Discrète pendant les récentes tensions sociales qui ont agité la Côte d'Ivoire, l'opposition a haussé le ton vendredi pour dénoncer avec force le projet du président Laurent Gbagbo de remanier le gouvernement, à quatre mois de la présidentielle.

Frédéric Jeammes

Les responsables de quatre partis d'opposition, dont les deux poids lourds de la scène nationale, l'ancien chef de l'État Henri Konan Bédié et l'ex-premier ministre Alassane Ouattara, se disent «indignés» par les propos tenus mardi par Laurent Gbagbo.

Ce dernier a déclaré qu'il ne voulait plus continuer avec le gouvernement de transition constitué peu après la signature en mars 2007 de l'accord de paix de Ouagadougou.

M. Gbagbo dit en avoir parlé au premier ministre Guillaume Soro, chef de l'ex-rébellion des Forces nouvelles (FN) et cosignataire de l'accord.

Réunis à Daoukro, à 250 km au nord d'Abidjan, chez M. Bédié, les chefs de file de l'opposition ont peu goûté l'argument de M. Gbagbo selon lequel, en tant que président de la République, il disposait des «armes institutionnelles» pour changer d'équipe.

Le «mandat constitutionnel» de Laurent Gbagbo, élu en 2000 lors d'une élection très contestée, «est échu depuis 2005», ont rappelé ses opposants.

Son maintien au pouvoir, ont-ils poursuivi, a été rendu possible par les «arrangements politiques» issus de l'accord de Ouagadougou et des précédents accords, qui attribuent justement une place à leurs partis.

Ces formations ont donc marqué une «opposition nette et formelle à toute idée de dissolution du gouvernement».

En cas de remaniement, l'ex-président Bédié s'est fait menaçant, affirmant que leurs partis en tireraient «toutes les conséquences».

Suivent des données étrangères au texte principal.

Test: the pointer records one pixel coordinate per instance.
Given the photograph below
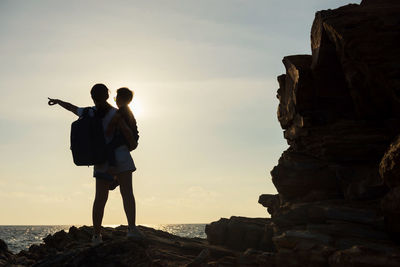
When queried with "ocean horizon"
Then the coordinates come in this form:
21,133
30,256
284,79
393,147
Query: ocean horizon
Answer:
21,237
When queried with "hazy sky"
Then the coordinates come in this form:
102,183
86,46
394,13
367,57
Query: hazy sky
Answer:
204,75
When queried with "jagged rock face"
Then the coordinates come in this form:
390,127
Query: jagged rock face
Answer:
338,183
240,233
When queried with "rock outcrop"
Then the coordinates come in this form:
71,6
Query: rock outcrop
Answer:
240,233
339,181
159,249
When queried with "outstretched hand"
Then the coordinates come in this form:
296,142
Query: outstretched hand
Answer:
53,101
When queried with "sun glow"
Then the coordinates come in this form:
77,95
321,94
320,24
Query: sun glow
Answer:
136,108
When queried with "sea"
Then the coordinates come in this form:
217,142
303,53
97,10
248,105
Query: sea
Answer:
21,237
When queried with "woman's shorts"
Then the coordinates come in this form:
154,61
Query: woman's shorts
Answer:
123,163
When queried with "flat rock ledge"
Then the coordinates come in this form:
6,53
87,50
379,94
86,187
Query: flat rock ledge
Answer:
74,248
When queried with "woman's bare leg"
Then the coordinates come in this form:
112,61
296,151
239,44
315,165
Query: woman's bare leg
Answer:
100,201
125,187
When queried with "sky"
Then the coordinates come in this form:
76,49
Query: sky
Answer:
204,76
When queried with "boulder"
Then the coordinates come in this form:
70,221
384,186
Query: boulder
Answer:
240,233
304,178
389,167
391,210
362,256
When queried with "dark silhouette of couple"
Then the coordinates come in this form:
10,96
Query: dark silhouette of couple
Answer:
119,127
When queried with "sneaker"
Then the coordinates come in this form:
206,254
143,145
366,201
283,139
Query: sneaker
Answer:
134,233
113,185
96,239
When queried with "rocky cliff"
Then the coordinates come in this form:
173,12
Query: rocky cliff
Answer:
338,183
339,180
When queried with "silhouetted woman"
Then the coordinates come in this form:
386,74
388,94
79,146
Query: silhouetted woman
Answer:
122,169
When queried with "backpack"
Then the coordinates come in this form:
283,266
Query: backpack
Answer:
133,127
88,144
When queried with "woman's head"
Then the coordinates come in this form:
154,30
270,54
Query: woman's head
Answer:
99,94
124,96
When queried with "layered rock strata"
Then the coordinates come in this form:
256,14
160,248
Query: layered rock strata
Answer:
339,180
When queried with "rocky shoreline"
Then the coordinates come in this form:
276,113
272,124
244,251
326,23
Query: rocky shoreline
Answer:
74,248
338,182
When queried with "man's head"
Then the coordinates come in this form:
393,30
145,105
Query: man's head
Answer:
99,93
124,96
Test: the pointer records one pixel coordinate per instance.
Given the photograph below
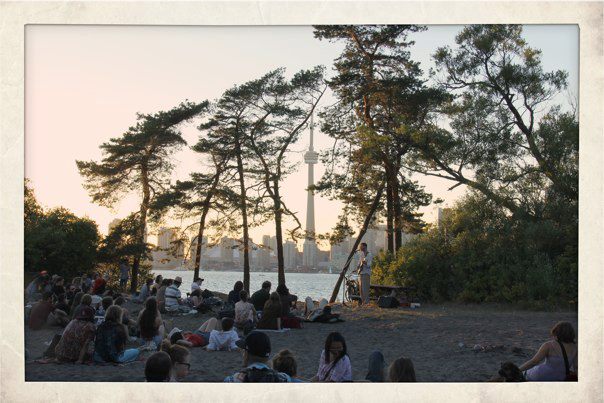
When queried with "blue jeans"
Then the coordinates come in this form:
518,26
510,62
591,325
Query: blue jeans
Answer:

Un resserrement de l'équipe toucherait en premier les ministres de l'opposition, dont l'un est justement candidat à la présidentielle du 30 novembre et un autre directeur de campagne d'Alassane Ouattara.

Laurent Gbagbo explique de son côté qu'«on ne peut pas être à la fois gouvernant et opposant».

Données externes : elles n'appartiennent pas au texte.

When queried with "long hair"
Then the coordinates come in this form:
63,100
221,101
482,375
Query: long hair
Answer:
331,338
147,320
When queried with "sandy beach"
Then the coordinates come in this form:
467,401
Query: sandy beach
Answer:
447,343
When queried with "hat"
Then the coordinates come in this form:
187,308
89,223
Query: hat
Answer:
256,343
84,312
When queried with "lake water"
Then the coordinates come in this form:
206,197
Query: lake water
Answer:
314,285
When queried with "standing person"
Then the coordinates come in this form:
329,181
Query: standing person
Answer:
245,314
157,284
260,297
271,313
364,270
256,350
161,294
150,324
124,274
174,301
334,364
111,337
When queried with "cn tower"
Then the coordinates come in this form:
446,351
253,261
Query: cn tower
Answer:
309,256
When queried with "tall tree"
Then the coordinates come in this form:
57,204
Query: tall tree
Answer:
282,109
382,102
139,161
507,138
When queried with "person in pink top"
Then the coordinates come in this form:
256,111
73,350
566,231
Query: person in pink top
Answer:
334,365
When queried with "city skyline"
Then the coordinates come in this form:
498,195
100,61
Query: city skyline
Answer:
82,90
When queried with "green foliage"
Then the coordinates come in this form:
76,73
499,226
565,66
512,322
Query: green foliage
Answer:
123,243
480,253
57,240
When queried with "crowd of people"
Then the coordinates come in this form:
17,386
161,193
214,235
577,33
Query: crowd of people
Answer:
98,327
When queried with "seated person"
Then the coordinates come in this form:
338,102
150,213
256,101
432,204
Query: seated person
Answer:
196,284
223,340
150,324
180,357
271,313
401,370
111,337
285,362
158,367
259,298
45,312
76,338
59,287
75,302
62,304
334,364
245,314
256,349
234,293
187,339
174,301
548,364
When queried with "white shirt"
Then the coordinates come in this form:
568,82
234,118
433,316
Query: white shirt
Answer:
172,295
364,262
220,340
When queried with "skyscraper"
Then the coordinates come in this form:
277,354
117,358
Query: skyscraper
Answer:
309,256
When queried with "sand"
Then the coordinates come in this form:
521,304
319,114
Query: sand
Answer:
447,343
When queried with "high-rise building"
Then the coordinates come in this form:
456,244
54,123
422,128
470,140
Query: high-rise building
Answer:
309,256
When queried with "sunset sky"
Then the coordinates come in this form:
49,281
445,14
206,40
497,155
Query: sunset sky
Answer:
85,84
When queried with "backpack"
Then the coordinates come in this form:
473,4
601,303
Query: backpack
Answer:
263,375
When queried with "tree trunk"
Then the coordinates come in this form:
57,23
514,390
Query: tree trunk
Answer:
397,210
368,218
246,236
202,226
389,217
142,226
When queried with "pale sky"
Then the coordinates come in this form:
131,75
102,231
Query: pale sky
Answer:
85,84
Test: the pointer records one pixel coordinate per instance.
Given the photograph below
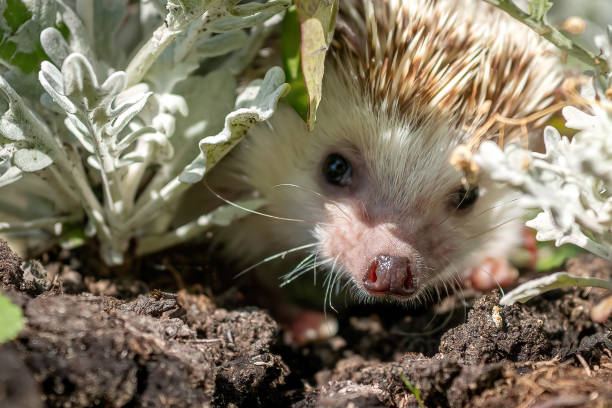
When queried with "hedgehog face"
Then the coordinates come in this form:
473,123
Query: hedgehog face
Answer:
376,190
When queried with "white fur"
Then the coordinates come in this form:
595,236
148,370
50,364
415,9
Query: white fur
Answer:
399,204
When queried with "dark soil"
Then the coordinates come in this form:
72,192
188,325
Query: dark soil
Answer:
172,332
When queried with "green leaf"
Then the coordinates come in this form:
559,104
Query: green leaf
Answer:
312,28
11,319
538,9
551,257
292,64
15,14
414,390
532,288
20,27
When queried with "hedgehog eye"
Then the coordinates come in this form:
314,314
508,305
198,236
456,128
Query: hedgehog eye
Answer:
464,198
337,170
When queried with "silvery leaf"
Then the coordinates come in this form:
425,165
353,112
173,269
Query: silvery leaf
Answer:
255,104
79,78
12,175
30,160
51,79
54,45
10,128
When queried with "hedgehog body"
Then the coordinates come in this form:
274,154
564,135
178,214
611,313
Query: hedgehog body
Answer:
405,83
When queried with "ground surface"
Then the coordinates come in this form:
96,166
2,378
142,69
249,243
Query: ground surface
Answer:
166,332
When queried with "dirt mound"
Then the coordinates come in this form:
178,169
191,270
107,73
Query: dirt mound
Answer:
162,349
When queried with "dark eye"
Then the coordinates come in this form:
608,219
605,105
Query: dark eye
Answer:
337,170
464,198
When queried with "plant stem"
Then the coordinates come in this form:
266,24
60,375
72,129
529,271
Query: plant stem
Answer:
553,35
40,223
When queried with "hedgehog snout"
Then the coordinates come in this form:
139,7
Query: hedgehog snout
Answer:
389,275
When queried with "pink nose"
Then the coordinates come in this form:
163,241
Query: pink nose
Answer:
389,275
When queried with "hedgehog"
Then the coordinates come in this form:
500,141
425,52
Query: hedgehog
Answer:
370,195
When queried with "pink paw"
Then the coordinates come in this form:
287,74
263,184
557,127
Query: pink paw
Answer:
308,326
493,272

Il affirme que certains ministres se sont retrouvés «la nuit pour critiquer (et) comploter» contre les résolutions prises par le gouvernement lors des grèves des taxis d'Abidjan et de la principale centrale syndicale, survenues après le renchérissment des carburants le 7 juillet.

À Daoukro, l'opposition s'est montrée aussi plus virulente sur la politique économique du président Gbagbo, affirmant qu'elle partageait «les souffrances du peuple».

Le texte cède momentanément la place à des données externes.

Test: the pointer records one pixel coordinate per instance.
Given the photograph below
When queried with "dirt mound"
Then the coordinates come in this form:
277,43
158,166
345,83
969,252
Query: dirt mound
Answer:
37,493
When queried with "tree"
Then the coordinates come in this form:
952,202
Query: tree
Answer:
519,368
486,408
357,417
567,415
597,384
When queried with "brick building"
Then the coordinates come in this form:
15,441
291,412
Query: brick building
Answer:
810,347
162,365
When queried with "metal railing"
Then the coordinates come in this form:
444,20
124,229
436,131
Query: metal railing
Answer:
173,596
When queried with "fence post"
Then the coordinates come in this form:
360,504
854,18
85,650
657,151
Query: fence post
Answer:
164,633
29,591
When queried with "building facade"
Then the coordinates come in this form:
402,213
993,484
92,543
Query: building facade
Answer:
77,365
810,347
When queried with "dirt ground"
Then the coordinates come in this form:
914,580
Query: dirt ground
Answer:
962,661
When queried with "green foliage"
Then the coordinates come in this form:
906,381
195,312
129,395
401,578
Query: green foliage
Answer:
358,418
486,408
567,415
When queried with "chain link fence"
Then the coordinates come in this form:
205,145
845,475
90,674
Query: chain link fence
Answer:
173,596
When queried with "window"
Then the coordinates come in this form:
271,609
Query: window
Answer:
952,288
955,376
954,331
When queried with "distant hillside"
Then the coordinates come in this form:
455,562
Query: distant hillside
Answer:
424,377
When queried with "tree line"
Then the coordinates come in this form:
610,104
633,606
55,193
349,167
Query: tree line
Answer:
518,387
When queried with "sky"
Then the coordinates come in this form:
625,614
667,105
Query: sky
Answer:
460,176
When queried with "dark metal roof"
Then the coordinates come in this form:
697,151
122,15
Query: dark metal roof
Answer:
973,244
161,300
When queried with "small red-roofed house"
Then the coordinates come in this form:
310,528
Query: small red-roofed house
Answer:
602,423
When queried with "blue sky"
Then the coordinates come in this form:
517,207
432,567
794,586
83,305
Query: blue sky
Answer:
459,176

Alors qu'elle avait attendu cinq jours pour réagir aux mouvements de protestation contre les prix à la pompe, elle a en revanche anticipé sur la grève générale illimitée annoncée à compter du 31 juillet, exprimant déjà «sa solidarité avec les travailleurs».

Le salut ne pourra venir que de la tenue d'«élections démocratiques», a répété l'opposition. Ses chefs de file se disent «préoccupés» par les retards dans l'organisation du scrutin présidentiel, qui figure aussi dans l'accord de Ouagadougou.

Le parti de M. Gbagbo, le Front populaire ivoirien (FPI), a pris immédiatement le contrepied de l'opposition en expliquant vendredi être favorable à un remaniement.

Ce sujet sera sûrement abordé pendant la visite d'État que M. Gbagbo va entamer dimanche au Burkina Faso. «Facilitateur» dans le dialogue inter-ivoirien, le président Blaise Compaoré peut en effet arbitrer, selon l'accord de Ouagadougou, un éventuel litige sur son interprétation ou sa mise en oeuvre.